In the article Residential Property Fears I discussed the fundamentals for assessing residential properties both as a home and an investment, and concluded with CBA’s observations on the over-heated unit market - "It’s likely to be a number of years after the 2017 peak of completions before population growth can absorb these new apartments, so vacancies can return to acceptable levels and allow positive growth in prices and value."
On 29 March 2016 the Australian Financial Review reported that Melbourne CBD Apartment Values Fall 30%.
Earlier this month property valuation firm Herron Todd White issued its latest property clock for the residential apartment market with the following observation of the broader residential market - “One worrying fact is that rental growth has not increased at a level even close to the growth of Sydney prices. This suggests that the involvement of investors appear to be speculative with many banking on capital gains rather than attractive rental yields. It appears that this increased investor activity (speculative or otherwise) is driving housing prices to rise faster than fundamental factors suggest they should in the Sydney market.”
- Peak Of The Market or Approaching Peak - Gold Coast, Ipswich, Melbourne, Newcastle
- Declining Market - Brisbane, Sydney, Emerald, Gladstone, Mackay
- Bottom Of The Market - Canberra, Bundaberg, Townsville, Toowoomba
- Recovering Market - Adelaide, Hobart, Cairns, Tamworth, Sunshine Coast
In Residential Property Fears I also noted that McGrath Estate Agents (MEA) shares had fallen 30% from its IPO in December 2015. MEA is now down 40%+ from its listing after profit downgrades last week. According to analysts, and my own opinion, this is due to declining listings and declining buyers including Chinese. This is apparently particularly evident in Melbourne and Sydney where I am told the major banks are tightening lending criteria to Chinese buyers even further. Additionally the Victorian government announced that the current surcharge applied to overseas residential property investors will increase from 3 per cent to 7 per cent in the upcoming Victorian budget.
The RBA Financial Stability Review in April 2016 noted the following.

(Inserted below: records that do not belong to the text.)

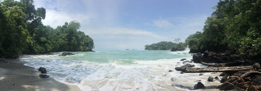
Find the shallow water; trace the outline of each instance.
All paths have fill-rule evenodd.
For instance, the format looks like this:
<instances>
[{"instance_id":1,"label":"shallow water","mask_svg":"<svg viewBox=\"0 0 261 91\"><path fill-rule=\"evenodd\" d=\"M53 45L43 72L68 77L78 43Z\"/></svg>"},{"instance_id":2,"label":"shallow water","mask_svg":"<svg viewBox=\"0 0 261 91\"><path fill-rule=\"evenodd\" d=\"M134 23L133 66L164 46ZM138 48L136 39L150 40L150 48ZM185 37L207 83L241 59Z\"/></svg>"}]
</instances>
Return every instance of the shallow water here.
<instances>
[{"instance_id":1,"label":"shallow water","mask_svg":"<svg viewBox=\"0 0 261 91\"><path fill-rule=\"evenodd\" d=\"M181 59L192 58L189 51L98 50L57 56L61 52L49 56L22 56L20 59L29 63L25 65L36 70L40 67L45 68L50 77L76 85L84 90L189 90L199 80L208 88L220 84L218 81L207 81L209 76L214 77L218 74L206 73L199 76L199 73L181 74L175 70L175 67L184 65ZM194 67L206 67L189 63L195 65ZM169 72L169 70L174 71ZM173 81L170 80L171 77Z\"/></svg>"}]
</instances>

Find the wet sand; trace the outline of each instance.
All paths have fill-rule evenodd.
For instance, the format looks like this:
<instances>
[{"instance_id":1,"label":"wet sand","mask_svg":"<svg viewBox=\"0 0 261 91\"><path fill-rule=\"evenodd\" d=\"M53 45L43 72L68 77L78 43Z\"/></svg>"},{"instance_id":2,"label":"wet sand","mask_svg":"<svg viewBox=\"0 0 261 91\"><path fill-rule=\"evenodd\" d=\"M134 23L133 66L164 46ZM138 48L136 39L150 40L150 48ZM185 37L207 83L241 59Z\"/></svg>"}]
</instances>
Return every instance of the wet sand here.
<instances>
[{"instance_id":1,"label":"wet sand","mask_svg":"<svg viewBox=\"0 0 261 91\"><path fill-rule=\"evenodd\" d=\"M26 62L16 59L5 60L8 63L0 61L1 91L82 90L76 85L61 83L51 77L41 78L40 72L23 65Z\"/></svg>"}]
</instances>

"An ongoing risk comes from the significant and geographically concentrated growth in supply of new apartments in Sydney, Melbourne and Brisbane due for completion over the next few years. This new supply may weigh on prices and rents in these areas. If that occurs, investors will need to service their mortgages while earning lower rental income and any households facing difficulties making repayments may not be able to resolve their situation easily by selling the property.
For the developers of these apartments, risks appear to have increased since the previous Review. With demand for apartments softening in some areas, particularly in Brisbane and Perth, and households facing tighter access to credit, settlement failures might increase. A downturn in apartment markets could weaken the financial health of these developers."
The number of properties on the market with “residential development upside” increases every week. Nearly all have approved DAs. Essentially they are developers trying to exit positions. My criteria in assessing these properties is they have to be income producing for a period that will get through to the next recovery in the residential market. Then the underlying developed land value must exceed the intrinsic worth of the commercial investment otherwise when you develop the site you are destroying investor equity.